Nu klaagster ontkent dat de tandarts haar de bewuste informatie heeft verstrekt, is voor het college niet komen vast te staan dat de tandarts aan zijn informatieplicht jegens klaagster heeft voldaan. Weliswaar heeft de tandarts gesteld dat hij klaagster zoals hij gewoonlijk doet omtrent de gevolgen en het risico van de behandeling heeft geïnformeerd, maar dat blijkt niet uit enige aantekening in het medisch dossier en ook anderszins niet aannemelijk geworden.
De conclusie moet dan ook zijn dat klacht gegrond is. De hierna vermelde maatregel acht het college passend.
Daarmee wordt overigens geen uitspraak gedaan over het bestaan van enig oorzakelijk verband tussen de behandeling en de schade die klaagster stelt te hebben geleden. Het verwijt van klaagster, dat de tandarts onredelijk heeft gehandeld door een vergoeding te weigeren, kan dan ook niet gegrond worden verklaard.
6. De beslissing
Het Regionaal Tuchtcollege voor de Gezondheidszorg te ’s-Gravenhage beslist als volgt:
- legt de tandarts de maatregel van een waarschuwing op.

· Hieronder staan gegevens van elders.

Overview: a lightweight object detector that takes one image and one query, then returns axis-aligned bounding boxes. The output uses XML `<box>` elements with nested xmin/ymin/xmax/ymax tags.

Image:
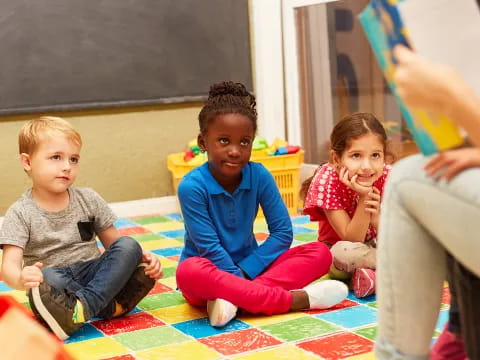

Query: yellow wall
<box><xmin>0</xmin><ymin>104</ymin><xmax>201</xmax><ymax>216</ymax></box>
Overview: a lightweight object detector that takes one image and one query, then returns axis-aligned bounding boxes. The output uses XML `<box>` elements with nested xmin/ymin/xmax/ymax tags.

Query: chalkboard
<box><xmin>0</xmin><ymin>0</ymin><xmax>252</xmax><ymax>114</ymax></box>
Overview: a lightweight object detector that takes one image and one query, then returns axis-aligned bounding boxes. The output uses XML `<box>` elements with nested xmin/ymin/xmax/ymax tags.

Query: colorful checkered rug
<box><xmin>0</xmin><ymin>214</ymin><xmax>449</xmax><ymax>360</ymax></box>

Deze beslissing is gegeven door: mr. J.S.W. Holtrop, voorzitter, mr. H. Uhlenbroek, lid-jurist, H.W. Luk, M.M.L.F. Smulders en J.M.W. Croes, leden-tandartsen, met bijstand van
mr. I.C.M. Spitters-Vermeulen, secretaris en uitgesproken ter openbare terechtzitting van
3 december 2013.
voorzitter secretaris
Tegen deze beslissing kan binnen zes weken na de dag van verzending van het afschrift ervan schriftelijk hoger beroep worden ingesteld bij het Centrale Tuchtcollege voor de Gezondheidszorg door:
a. de klager en/of klaagster, voor zover de klacht is afgewezen, of voorzover hij/zij niet-ontvankelijk is verklaard;
b. degene over wie is geklaagd;
c. de hoofdinspecteur of de regionale inspecteur van de volksgezondheid, wie de aangelegenheid uit hoofde van de hun toevertrouwde belangen aangaat.
Het tot het Centrale Tuchtcollege voor de Gezondheidszorg gerichte beroepschrift wordt ingezonden bij de secretaris van het Regionaal Tuchtcollege voor de Gezondheidszorg te
's-Gravenhage, door wie het binnen de beroepstermijn moet zijn ontvangen.